The place to start is not the CI/CD pipeline. It is the commit. Pick one script you run manually and put it in Git this week. The automation comes later. The discipline has to come first, or the pipeline just automates chaos.

The M365 drift detection pattern is where this pays off fastest for most IT pros. You are not automating deployments — you are just getting visibility into what is changing without your knowledge. That alone is worth the setup time.

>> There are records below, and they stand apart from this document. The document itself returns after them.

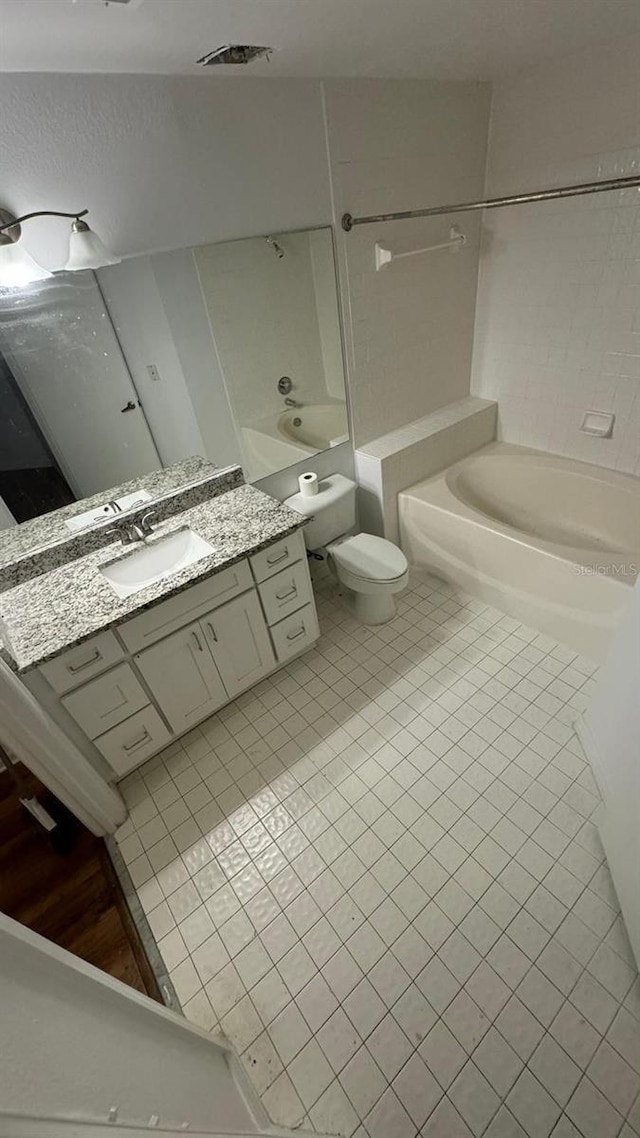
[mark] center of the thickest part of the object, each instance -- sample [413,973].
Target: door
[182,676]
[65,357]
[87,1047]
[239,642]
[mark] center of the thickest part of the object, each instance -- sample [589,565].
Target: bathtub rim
[442,497]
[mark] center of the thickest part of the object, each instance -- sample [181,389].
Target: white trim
[22,1126]
[120,990]
[32,736]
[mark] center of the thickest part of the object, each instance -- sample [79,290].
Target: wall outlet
[598,422]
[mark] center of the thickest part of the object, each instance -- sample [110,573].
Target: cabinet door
[239,642]
[182,676]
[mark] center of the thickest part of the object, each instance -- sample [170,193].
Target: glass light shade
[87,250]
[17,266]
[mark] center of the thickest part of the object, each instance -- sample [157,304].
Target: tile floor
[378,875]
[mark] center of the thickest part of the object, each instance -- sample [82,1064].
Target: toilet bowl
[372,569]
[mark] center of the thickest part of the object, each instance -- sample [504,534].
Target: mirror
[232,352]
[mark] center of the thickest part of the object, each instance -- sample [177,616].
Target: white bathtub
[551,542]
[289,436]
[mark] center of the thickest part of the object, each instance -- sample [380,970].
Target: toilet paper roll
[308,484]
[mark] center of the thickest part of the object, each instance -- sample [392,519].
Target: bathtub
[551,542]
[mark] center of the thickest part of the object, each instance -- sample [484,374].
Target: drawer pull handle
[281,557]
[285,596]
[79,667]
[301,632]
[138,742]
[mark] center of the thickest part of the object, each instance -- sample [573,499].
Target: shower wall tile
[558,306]
[399,146]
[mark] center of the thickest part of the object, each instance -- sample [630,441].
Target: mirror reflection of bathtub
[293,435]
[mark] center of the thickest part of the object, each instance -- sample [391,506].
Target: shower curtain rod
[514,199]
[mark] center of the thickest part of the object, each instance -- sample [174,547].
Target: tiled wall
[558,307]
[402,146]
[263,315]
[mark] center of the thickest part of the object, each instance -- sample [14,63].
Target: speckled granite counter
[58,609]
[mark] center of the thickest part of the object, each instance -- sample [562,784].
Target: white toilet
[370,567]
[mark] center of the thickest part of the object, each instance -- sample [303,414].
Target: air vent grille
[234,54]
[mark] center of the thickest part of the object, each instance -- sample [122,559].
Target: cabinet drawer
[106,701]
[286,592]
[133,741]
[295,633]
[169,616]
[80,664]
[277,557]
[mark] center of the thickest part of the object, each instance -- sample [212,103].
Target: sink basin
[162,558]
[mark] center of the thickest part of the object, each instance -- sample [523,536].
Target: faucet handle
[146,521]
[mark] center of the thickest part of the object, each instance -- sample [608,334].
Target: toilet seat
[368,558]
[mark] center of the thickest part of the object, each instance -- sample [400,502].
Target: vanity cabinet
[182,677]
[196,670]
[238,640]
[134,687]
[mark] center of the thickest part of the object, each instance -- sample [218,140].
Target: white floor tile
[378,872]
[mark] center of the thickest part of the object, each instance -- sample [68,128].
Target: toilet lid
[369,557]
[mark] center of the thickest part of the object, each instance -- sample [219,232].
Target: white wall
[139,318]
[558,310]
[166,163]
[75,1042]
[162,163]
[263,318]
[614,723]
[403,146]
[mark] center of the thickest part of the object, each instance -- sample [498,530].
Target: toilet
[371,568]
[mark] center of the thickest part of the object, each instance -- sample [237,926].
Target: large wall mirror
[232,352]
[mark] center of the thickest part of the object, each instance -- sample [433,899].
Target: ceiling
[440,39]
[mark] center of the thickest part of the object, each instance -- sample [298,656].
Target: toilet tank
[331,510]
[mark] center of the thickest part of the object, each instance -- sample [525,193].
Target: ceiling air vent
[234,54]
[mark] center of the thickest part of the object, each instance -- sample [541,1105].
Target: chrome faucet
[130,532]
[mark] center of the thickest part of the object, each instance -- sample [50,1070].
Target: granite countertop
[50,529]
[62,608]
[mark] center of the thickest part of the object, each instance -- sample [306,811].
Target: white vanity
[163,659]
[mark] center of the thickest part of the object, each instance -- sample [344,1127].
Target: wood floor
[74,899]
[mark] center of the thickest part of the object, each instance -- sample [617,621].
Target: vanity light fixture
[17,266]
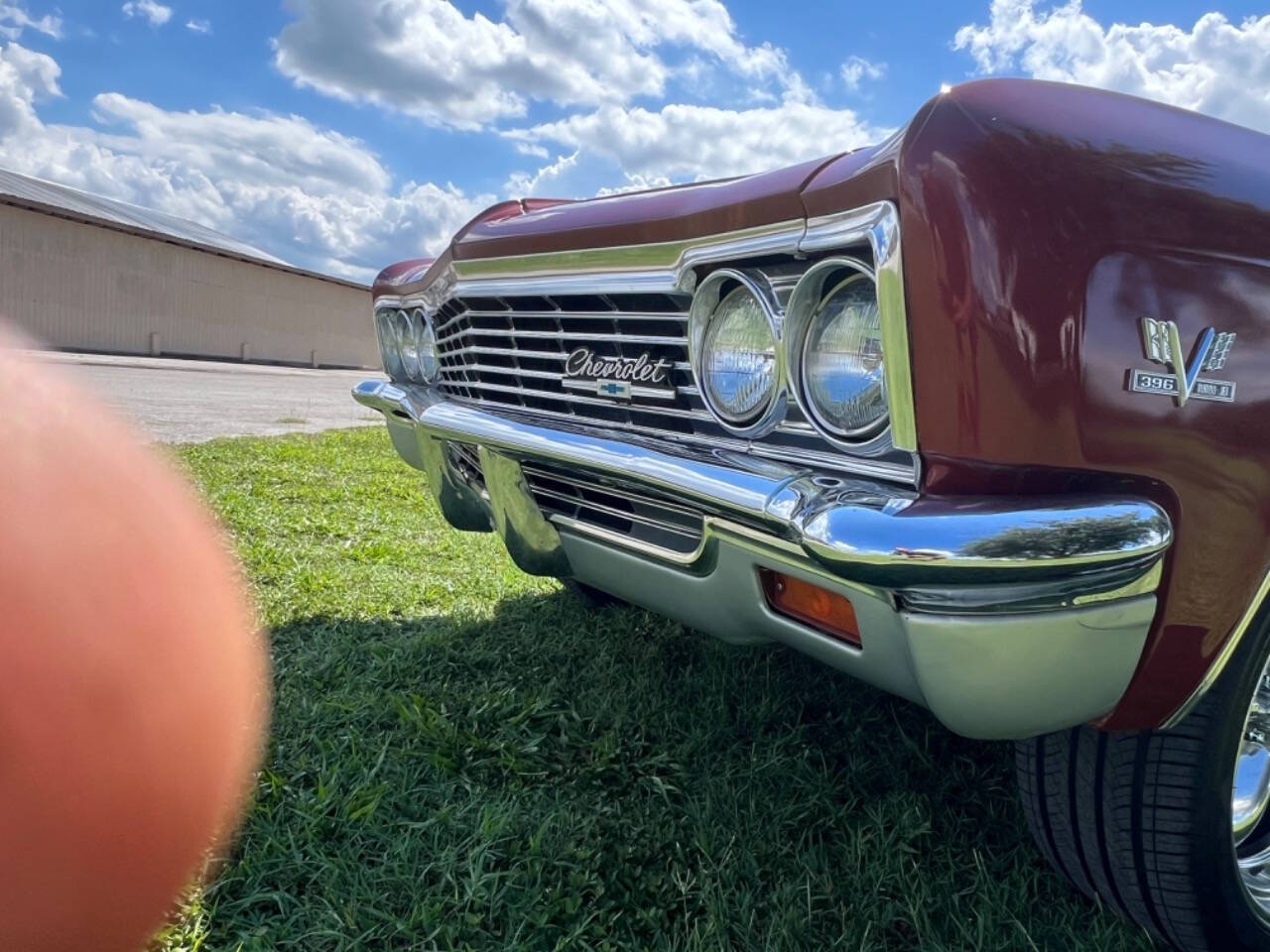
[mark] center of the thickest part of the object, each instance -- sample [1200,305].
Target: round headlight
[385,327]
[739,358]
[408,344]
[430,362]
[843,380]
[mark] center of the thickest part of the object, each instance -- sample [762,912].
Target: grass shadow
[547,775]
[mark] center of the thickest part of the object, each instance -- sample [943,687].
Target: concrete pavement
[191,402]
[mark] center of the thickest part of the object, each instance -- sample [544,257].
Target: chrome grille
[511,352]
[634,512]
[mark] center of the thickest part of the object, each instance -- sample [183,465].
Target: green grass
[463,757]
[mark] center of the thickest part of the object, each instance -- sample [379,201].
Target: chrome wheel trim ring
[1250,798]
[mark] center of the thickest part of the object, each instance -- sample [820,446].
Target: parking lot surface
[191,402]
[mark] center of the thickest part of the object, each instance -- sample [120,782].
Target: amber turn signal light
[811,604]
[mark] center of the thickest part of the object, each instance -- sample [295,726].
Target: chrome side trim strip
[879,225]
[643,262]
[1223,656]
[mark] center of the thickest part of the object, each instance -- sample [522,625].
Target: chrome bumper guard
[1007,617]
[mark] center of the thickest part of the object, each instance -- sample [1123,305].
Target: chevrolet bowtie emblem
[1162,343]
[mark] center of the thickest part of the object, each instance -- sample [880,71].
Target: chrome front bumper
[1006,617]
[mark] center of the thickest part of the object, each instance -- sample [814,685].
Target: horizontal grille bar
[579,335]
[635,512]
[570,398]
[508,353]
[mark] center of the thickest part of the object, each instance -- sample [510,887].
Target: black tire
[590,595]
[1142,821]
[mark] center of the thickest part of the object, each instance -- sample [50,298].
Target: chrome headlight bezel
[407,341]
[385,329]
[806,306]
[705,306]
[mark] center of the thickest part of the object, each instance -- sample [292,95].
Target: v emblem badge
[1162,343]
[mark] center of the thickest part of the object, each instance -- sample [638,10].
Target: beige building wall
[79,286]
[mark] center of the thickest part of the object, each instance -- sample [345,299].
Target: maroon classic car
[979,416]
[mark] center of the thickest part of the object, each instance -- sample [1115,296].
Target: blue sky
[345,134]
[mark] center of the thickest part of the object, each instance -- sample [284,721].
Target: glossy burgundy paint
[400,275]
[643,217]
[1042,222]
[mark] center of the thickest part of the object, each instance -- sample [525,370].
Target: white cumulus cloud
[1215,67]
[857,68]
[307,194]
[157,13]
[14,19]
[690,143]
[429,59]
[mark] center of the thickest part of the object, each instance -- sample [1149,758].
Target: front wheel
[1170,828]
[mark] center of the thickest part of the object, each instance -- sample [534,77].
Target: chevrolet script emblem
[616,377]
[1162,343]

And if you are running this at home first: good. That means you already know what the drift detection pipeline looks like when the enterprise conversation starts.

When to Use This / When Not To
#

Adopt GitOps when:

  • You manage more than a handful of scripts or configurations
  • Multiple people touch the same infrastructure
  • You need audit trails for changes
  • You want repeatable, automated deployments
  • You are tired of “who changed this?”

This is overkill when:

  • You are the only admin and you manage 10 devices
  • Your organization does not use Git at all and has no appetite to start
  • You need a quick fix, not a workflow change

GitHub
#

The full repo is private — it contains host-specific configs and credentials I am not publishing. Everything structural is covered above. The workflow pattern and Ansible integration are designed to be adapted, not copied verbatim. Grab the YAML examples, adjust the paths and runner labels to match your environment, and you are running.